Wasps, honey bees and swarms - some basic information.
Posted on 14th June 2018 at 07:05
As professional pest controllers we deal with wasp nests but we won't treat honey bee's, particularly when swarming. These insects are fairly docile and can be collected by a local beekeeper which can be found by looking up the British Beekeepers Association.
Picture of a swarm in a bush in Holyport which we attended this week.
Here at Maidenhead Pest Control we’re starting to get busy dealing with wasps and wasp nests; summer has arrived and as the days get hotter so we’re seeing a rapid increase in wasp numbers and callouts for wasp treatments.
One thing that we don’t treat and doesn't’t require any intervention from pest controllers are honey bee swarms, we have just had a callout to Holyport for what was termed “wasps” when in fact it was a swarm.
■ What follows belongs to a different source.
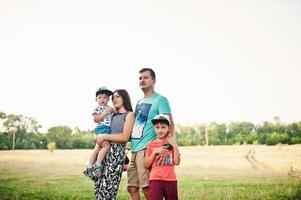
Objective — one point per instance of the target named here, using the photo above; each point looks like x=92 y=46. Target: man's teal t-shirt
x=146 y=110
Swarms are harmless and caused by male drones appearing in the bee hive which then mate with the Queen bee. The swarm is caused by part of the colony dividing to follow a separate Queen and to eventually form their own colony.
A swarm of honey bees may contain from 12,000 to 30,000 bees and is an instinctive and natural part of the annual reproduction lifecycle of a honey bee colony.
These swarms usually emerge from their colonies on warm sunny days, and as the bees have filled up with honey and are searching for a new home and so are normally docile and not interested in humans.
The swarm of honey bees like the one we were called out to will then all temporarily cluster, at one location, such as on a branch of a tree or bush.
The cluster of bees range in size from the size of a large grapefruit to basketball size and sometimes larger. Scout bees are then sent out in search of a suitable home, such as a hole in a tree or a building.
The existence of a swarm can take a few hours to several days, until a suitable cavity is found.
In late May and June, a hive of honey bees will have three types of honeybees in it; one queen, a couple of thousand male drones (about 15% of the population of the hive) and tens of thousands of female workers.
Wasps on the other hand will have one Queen and around a couple of hundred female workers; this will rise rapidly now until they peak in August and September where there will be around 15,000 female wasps.
If you find a wasp nest it’s better to treat early than leave it to later and the chance of getting stung.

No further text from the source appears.